Hack #57. Name Your Anonymous Subroutines
Trade a little anonymity for expressivity.
Despite the apparently oxymoronic name, "named anonymous subroutines" are an undocumented feature of Perl. Originally described by "ysth" on Perl Monks, these are a wonderful feature.
Suppose your program merrily runs along with a carefree attitude—but then dies an ugly death:
Denominator must not be zero! at anon_subs.pl line 11
main::__ANON__(0) called at anon_subs.pl line 17What the heck is main::__ANON__(0)? The answer may be somewhere in code such as:
use Carp;
sub divide_by
{
my $numerator = shift;
return sub
{
my $denominator = shift;
croak "Denominator must not be zero!" unless $denominator;
return $numerator / $denominator;
};
}
my $seven_divided_by = divide_by(7);
my $answer = $seven_divided_by->(0);In this toy example, it's easy to see the problem.
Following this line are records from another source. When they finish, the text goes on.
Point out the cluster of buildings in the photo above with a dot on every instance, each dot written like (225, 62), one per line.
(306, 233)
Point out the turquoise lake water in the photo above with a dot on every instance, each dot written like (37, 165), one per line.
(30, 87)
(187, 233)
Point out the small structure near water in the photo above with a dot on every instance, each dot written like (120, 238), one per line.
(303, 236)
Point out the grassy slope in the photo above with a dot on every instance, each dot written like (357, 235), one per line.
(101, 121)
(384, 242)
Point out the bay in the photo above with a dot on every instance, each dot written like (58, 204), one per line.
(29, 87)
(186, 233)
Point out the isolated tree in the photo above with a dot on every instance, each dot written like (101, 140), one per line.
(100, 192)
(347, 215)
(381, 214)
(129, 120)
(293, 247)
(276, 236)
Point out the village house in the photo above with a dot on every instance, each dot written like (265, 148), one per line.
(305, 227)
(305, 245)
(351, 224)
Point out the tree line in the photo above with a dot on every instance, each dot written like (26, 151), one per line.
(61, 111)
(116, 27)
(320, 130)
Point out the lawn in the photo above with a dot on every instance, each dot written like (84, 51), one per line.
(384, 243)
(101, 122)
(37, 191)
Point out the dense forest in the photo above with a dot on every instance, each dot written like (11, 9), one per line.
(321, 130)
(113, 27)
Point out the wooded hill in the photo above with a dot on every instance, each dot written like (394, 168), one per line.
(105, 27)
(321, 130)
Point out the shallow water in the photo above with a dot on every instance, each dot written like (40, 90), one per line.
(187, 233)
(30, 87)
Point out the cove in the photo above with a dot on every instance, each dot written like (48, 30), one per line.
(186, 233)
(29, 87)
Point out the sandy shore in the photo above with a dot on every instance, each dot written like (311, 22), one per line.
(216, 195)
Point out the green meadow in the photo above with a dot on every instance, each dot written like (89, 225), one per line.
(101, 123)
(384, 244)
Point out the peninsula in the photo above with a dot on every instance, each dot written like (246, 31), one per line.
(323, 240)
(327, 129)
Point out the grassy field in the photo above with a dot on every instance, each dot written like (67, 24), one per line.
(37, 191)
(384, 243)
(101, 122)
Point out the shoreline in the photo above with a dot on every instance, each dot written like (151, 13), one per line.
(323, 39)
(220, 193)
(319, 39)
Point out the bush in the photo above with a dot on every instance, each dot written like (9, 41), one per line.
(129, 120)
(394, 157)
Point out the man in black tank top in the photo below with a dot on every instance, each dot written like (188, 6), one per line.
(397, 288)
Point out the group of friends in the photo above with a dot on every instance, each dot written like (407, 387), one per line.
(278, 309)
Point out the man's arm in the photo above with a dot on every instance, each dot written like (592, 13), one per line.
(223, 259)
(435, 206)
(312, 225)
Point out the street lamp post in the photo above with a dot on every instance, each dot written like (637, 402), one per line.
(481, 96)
However, what if you're generating a ton of those divide_by subroutines and sending them all throughout your code? What if you have a bunch of subroutines all generating subroutines (for example, if you've breathed too deeply the heady fumes of Mark Jason Dominus' Higher Order Perl book)? Having a bunch of subroutines named __ANON__ is very difficult to debug.
Tip
$seven_divided_by is effectively a curried version of divide_by( ). That is, it's a function that already has one of multiple arguments bound to it. There's a piece of random functional programming jargon to use to impress people.
The Hack
Creating an anonymous subroutine creates a glob ...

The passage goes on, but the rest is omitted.